In the default configuration, the Web Accelerator redirects to HTTPS all requests received with HTTP. This is mandatory if the WAF function is enabled.

It is possible to manually install commercial certificates purchased by the customer, or to issue and renew them automatically with Let's Encrypt or other Certification Authorities that use the ACME protocol.

Managing Certificates with ACME

Normally, the Web Accelerator uses the HTTP-01 authorization mechanism to obtain certificates from Let's Encrypt. This requires that the domain already points to the Web Accelerator at the time of the request, so to avoid an outage, our staff can temporarily install a certificate retrieved from the backend and which will be automatically replaced in the following hours with a new one issued by Let's Encrypt.

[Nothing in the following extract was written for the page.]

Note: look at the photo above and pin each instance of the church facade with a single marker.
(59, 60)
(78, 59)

If it is not possible to obtain a working certificate for a domain that is being transferred to the Web Accelerator, and you do not want to purchase a commercial one, it is possible to coordinate with our staff the request for a certificate to Let's Encrypt immediately after the DNS has been updated, in order to minimize the disruption for visitors.

If a Let's Encrypt wildcard certificate is requested, the DNS-01 authorization mechanism can be used by creating a record like _acme-challenge.example.com in the DNS zone:

_acme-challenge.example.com. ↩
    CNAME example.com.acme-wa.seeweb.it.